What was the aim of the review?
We examined the available evidence regarding occlusion treatment for stimulus deprivation amblyopia (SDA) with respect to vision at the end of treatment.
There is a lack of evidence from randomized controlled trials (trials in which participants are randomly assigned to one treatment group or another) regarding the effects of occlusion treatment for SDA.
What was studied in the review?
Amblyopia or 'lazy eye' occurs when vision does not develop normally in early childhood. SDA is a type of amblyopia that occurs due to blockage of vision in the eye (for example, by a cloudy lens or droopy eyelid). Eye doctors consider this type of amblyopia to be the most difficult to treat. Although about 1% to 5% of people have some type of amblyopia, SDA is much less common, affecting about 3% of all people with any type of amblyopia. Usually SDA is diagnosed after parents observe a whitish pupil or a droopy eyelid before a baby's first birthday. SDA is often diagnosed after the cause has been treated and refractive correction (for example, wearing spectacles) is prescribed.
The goal of treatment of SDA is to improve vision in the affected eye and to provide stereopsis, that is, 'three-dimensional' vision and depth perception. Treatment may last for several months in order to assure that the affected eye gains as much vision as possible. Also, participation in sports and future employment may be affected by poor vision in one eye or loss of three-dimensional vision. A common treatment is to occlude or cover the unaffected eye, often with an adhesive patch, in order to force the amblyopic eye to be used. Because young children find occlusion confusing or uncomfortable, occlusion therapy may be difficult for their parents to implement.
What are the main results of the review?
We found no randomized controlled trials that evaluated the effectiveness of occlusion therapy for SDA. Thus, well-designed research studies of SDA are needed before we have the information we need to make treatment decisions.
How up-to-date is the review?
The review authors searched for studies that had been published up to December 2018.

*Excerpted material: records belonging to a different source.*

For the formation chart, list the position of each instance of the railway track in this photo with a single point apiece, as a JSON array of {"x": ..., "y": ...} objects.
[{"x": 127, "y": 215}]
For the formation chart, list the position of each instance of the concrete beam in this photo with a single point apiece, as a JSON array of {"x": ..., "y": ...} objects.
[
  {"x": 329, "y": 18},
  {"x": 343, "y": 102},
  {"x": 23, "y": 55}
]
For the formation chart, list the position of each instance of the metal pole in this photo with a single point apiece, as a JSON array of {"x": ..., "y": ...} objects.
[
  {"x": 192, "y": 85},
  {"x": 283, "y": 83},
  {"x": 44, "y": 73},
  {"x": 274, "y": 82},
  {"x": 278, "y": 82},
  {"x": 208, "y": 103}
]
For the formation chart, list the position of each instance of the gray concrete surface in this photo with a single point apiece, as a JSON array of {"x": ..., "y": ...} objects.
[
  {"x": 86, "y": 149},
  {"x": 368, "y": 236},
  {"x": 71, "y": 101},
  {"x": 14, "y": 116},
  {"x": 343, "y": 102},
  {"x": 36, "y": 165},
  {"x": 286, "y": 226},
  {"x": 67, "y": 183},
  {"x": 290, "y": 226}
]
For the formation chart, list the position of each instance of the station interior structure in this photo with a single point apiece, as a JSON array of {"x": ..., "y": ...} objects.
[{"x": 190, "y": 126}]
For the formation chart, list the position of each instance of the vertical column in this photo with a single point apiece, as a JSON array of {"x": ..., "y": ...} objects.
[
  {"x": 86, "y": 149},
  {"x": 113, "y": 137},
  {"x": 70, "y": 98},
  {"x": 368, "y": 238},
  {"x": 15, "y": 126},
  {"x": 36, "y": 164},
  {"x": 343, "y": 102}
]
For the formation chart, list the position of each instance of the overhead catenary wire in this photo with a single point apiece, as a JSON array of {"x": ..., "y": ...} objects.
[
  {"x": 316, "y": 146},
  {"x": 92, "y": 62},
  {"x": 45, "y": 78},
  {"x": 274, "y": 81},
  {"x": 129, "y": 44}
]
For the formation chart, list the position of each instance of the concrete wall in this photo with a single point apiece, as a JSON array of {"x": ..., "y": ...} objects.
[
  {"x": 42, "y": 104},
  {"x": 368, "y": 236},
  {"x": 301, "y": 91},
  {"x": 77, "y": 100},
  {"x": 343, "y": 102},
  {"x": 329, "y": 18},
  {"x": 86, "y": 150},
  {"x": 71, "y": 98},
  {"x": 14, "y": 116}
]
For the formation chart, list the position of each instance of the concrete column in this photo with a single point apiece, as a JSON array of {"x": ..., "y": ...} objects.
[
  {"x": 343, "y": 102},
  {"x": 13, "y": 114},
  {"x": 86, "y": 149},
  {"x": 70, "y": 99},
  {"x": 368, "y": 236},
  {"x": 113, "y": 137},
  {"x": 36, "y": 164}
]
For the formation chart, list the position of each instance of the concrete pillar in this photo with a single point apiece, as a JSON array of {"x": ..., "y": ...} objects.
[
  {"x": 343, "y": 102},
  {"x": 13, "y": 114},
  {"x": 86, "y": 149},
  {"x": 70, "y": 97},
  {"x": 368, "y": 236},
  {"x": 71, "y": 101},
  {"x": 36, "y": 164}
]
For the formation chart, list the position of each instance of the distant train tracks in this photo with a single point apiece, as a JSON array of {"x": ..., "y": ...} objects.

We found no evidence from RCTs or quasi-randomized trials on the effectiveness of any treatment for SDA. RCTs are needed in order to evaluate the safety and effectiveness of occlusion, duration of treatment, level of vision that can be realistically achieved, effects of age at onset and magnitude of visual defect, optimum occlusion regimen, and factors associated with satisfactory and unsatisfactory outcomes with the use of various interventions for SDA.
Stimulus deprivation amblyopia (SDA) develops due to an obstruction to the passage of light secondary to a condition such as cataract. The obstruction prevents formation of a clear image on the retina. SDA can be resistant to treatment, leading to poor visual prognosis. SDA probably constitutes less than 3% of all amblyopia cases, although precise estimates of prevalence are unknown. In high-income countries, most people present under the age of one year; in low- to middle-income countries, people are likely to be older at the time of presentation. The mainstay of treatment is correction of the obstruction (e.g., removal of the cataract) and then occlusion of the better-seeing eye, but regimens vary, can be difficult to execute, and traditionally are believed to lead to disappointing results.
To evaluate the effectiveness of occlusion therapy for SDA in an attempt to establish realistic treatment outcomes and to examine evidence of any dose–response effect and assess the effect of the duration, severity, and causative factor on the size and direction of the treatment effect.
We searched CENTRAL (2018, Issue 12), which contains the Cochrane Eyes and Vision Trials Register; Ovid MEDLINE; Embase.com; and five other databases. We used no date or language restrictions in the electronic searches. We last searched the databases on 12 December 2018.
We planned to include randomized controlled trials (RCTs) and controlled clinical trials of participants with unilateral SDA with visual acuity worse than 0.2 LogMAR or equivalent. We specified no restrictions for inclusion based upon age, gender, ethnicity, comorbidities, medication use, or the number of participants.
We used standard Cochrane methodology.
We identified no trials that met the inclusion criteria specified in the protocol for this review.